MOTOR TESLA'S AC - Funciona com o Princípio

do campo magnético giratório

OVO DE COLUMBO PARA DEMONSTRAR O PODER DO
CAMPO MAGNÉTICO ROTATIVO

De Harry Lavern Twining 1909 - Streamer Going Through Boy's Body Experiment

A bobina elétrica que leva o nome de seu inventor é uma das invenções mais vistosas de Tesla, e ele a usou em sua extensão dramática em demonstrações realizadas em seu laboratório na cidade de Nova York. A bobina usa correntes alternadas polifásicas - outra descoberta de Tesla - para criar um transformador capaz de produzir tensões muito altas. Produziu faíscas crepitantes impressionantes e camadas de chamas elétricas que impressionaram tanto os eletricamente experientes quanto os leigos. Eles são usados ​​principalmente para entretenimento hoje.

Rádio (1897): Tesla enviou pela primeira vez uma transmissão sem fio de seu laboratório na Houston Street em Nova York para um barco no rio Hudson - a 25 milhas (40 km) de distância - em 1897 ele teria feito isso antes, não fosse por um incêndio que destruiu seu laboratório anterior em 1895. Tesla inventou tudo o que associamos a rádios - antenas, sintonizadores e similares - mas um inventor chamado Guglielmo Marconi recebeu o crédito real. Em 1943, a Suprema Corte dos EUA decidiu que a patente de Tesla tinha precedência, mas o público já considerava Marconi o pai do rádio.
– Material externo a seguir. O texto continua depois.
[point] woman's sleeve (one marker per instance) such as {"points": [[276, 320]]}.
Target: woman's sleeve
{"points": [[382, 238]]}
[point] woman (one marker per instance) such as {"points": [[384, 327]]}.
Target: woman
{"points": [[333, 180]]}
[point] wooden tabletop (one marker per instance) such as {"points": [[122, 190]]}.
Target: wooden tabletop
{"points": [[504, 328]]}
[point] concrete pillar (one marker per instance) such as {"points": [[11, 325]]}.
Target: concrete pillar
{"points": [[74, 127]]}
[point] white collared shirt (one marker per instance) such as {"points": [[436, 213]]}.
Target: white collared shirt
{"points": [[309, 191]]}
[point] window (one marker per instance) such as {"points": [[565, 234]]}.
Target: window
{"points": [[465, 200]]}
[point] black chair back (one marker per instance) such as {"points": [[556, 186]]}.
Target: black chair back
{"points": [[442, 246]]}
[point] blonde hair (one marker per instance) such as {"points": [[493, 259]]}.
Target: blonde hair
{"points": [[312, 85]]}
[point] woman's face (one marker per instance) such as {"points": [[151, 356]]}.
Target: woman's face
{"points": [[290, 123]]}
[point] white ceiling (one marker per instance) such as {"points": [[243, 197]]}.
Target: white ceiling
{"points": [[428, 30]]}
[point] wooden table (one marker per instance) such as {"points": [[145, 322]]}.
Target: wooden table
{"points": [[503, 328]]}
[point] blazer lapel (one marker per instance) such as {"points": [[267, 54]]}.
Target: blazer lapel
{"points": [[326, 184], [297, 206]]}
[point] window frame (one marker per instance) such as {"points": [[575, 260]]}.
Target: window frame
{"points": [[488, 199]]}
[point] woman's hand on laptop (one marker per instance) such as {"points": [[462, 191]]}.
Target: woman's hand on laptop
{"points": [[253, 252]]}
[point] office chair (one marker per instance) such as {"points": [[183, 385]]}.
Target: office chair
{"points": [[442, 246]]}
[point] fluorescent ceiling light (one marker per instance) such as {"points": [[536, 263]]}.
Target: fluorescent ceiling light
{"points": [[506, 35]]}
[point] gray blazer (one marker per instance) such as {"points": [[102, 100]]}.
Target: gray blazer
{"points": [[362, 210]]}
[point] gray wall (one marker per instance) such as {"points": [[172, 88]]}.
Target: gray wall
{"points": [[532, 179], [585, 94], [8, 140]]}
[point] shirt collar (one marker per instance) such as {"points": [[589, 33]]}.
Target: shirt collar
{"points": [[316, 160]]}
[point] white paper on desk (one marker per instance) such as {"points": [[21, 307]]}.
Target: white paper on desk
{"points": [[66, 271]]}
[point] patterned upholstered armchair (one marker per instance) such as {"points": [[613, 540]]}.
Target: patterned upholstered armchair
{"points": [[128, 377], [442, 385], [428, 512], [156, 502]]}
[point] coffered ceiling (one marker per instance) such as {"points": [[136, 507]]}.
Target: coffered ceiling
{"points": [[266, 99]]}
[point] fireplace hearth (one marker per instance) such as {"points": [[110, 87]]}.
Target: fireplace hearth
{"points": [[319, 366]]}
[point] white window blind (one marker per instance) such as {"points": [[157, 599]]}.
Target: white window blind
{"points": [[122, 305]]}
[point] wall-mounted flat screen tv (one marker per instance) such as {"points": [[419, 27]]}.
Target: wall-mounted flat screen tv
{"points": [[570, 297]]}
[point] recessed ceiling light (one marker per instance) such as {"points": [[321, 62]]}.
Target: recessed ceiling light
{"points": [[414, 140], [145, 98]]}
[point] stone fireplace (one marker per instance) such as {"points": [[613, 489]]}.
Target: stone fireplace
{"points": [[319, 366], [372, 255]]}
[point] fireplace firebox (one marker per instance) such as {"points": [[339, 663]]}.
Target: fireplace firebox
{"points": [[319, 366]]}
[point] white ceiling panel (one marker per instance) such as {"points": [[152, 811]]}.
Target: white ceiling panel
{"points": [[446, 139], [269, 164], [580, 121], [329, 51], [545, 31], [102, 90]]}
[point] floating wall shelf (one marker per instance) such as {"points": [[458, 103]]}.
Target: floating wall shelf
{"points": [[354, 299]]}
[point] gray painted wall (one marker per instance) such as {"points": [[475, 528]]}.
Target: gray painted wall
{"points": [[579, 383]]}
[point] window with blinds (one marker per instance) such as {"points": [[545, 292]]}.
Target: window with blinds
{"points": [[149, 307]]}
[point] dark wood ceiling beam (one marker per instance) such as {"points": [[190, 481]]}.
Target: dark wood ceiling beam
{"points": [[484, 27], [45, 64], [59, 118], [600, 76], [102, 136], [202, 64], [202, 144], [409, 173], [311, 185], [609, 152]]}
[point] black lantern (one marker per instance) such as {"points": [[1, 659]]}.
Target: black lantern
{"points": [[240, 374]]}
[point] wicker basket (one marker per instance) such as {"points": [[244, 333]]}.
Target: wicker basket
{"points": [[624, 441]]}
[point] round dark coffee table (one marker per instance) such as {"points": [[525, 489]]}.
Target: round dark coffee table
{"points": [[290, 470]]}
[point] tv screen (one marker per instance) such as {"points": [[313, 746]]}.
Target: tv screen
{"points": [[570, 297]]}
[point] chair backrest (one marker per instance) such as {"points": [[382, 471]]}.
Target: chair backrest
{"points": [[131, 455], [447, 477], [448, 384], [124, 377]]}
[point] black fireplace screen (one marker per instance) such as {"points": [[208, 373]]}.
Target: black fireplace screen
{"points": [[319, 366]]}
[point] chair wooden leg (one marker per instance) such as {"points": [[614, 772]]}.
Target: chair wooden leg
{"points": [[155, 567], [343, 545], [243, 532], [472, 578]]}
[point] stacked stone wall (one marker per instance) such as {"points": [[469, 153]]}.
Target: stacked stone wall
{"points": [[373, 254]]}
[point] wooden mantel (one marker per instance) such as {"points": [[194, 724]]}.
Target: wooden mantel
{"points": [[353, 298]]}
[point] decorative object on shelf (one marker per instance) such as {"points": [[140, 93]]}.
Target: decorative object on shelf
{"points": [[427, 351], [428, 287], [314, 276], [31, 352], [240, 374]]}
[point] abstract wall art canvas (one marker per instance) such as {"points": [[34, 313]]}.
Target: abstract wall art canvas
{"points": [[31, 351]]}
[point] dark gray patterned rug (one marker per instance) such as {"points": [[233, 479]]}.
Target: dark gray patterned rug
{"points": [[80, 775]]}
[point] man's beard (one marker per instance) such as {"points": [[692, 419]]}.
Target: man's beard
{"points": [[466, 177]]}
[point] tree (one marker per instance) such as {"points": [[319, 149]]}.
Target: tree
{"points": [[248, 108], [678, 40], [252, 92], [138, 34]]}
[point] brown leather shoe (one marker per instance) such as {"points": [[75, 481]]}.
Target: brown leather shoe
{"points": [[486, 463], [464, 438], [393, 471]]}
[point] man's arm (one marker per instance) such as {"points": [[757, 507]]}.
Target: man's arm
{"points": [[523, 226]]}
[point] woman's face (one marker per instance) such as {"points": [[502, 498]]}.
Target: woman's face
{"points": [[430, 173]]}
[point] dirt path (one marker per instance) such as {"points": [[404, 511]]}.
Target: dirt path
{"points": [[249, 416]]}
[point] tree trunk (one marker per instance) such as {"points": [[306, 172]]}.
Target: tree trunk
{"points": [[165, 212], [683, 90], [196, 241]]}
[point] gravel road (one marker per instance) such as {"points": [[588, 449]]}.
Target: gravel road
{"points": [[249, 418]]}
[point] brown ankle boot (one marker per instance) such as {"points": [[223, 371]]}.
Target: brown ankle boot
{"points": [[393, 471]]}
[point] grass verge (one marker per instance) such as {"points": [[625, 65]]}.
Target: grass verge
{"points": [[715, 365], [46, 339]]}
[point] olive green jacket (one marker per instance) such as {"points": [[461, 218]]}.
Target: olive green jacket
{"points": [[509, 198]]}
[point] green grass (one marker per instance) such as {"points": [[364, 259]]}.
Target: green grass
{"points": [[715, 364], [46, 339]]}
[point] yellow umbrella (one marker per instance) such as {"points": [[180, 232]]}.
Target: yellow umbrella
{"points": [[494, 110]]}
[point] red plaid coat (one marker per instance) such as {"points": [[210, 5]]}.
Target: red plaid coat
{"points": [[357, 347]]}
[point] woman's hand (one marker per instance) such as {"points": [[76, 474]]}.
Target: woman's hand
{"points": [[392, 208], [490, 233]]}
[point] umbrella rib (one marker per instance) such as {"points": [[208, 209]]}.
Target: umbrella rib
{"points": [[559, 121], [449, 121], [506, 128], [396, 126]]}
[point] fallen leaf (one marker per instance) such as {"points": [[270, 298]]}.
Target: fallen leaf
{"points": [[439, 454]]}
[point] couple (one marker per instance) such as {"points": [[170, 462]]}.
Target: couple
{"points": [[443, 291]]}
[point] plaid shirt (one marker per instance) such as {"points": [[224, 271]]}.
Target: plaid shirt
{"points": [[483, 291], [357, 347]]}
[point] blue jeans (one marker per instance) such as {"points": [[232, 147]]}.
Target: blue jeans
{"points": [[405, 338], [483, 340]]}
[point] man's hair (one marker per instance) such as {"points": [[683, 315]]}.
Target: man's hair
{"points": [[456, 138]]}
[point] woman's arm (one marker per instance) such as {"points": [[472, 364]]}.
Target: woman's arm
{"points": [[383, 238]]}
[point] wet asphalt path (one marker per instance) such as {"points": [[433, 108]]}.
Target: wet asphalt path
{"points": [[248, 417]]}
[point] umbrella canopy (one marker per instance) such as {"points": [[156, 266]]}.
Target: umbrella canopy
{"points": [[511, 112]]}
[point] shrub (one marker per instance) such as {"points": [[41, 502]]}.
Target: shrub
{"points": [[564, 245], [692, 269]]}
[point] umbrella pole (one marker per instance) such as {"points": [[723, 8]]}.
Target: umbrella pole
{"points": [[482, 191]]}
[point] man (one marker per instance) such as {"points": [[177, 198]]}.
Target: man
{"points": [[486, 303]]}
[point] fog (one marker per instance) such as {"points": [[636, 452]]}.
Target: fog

Aparelho em ação ilustrando o primeiro passo na evolução do transmissor de ampliação no laboratório em 35 South Fifth Avenue. (Artigo por T.C. Martin ["Tesla's Oscillator and Other Inventions"], Century Magazine, abril de 1895.

“Esta bobina, que posteriormente mostrei em minhas patentes nos. 645.576 e 649.621, na forma de uma espiral, era, como você vê, [anteriormente] na forma de um cone. A ideia era colocar a bobina, em relação ao primário, em uma conexão indutiva que não era fechada - chamamos agora de engate frouxo - mas livre para permitir uma grande elevação ressonante. Esse foi o primeiro passo, como eu disse, em direção à evolução de uma invenção que chamei de meu "transmissor de ampliação". Ou seja, um circuito conectado ao solo e à antena, de tremendo momento eletromagnético e pequeno fator de amortecimento, com todas as condições tão determinadas que pode ocorrer um imenso acúmulo de energia elétrica. ”

Tesla baseou-se nessas descobertas e invenções para criar o primeiro barco de controle remoto sem fio, luzes fluorescentes e neon (que ele de fato dobrou em letras), lâmpadas sem fio que eram acesas por energia da terra e uma usina de energia AC que aproveitou a energia hidrelétrica das Cataratas do Niágara. Ele até participou da criação da robótica. Seu sistema de fornecimento de energia para residências e empresas usando AC eclipsou a energia DC defendida por seu ex-empregador Thomas Edison. (Ainda recebemos energia CA em nossas casas hoje.) Na época em que Tesla morreu em 1943, seu dinheiro e fama estavam diminuindo, mas suas invenções e descobertas tornaram possível grande parte de nossa tecnologia atual.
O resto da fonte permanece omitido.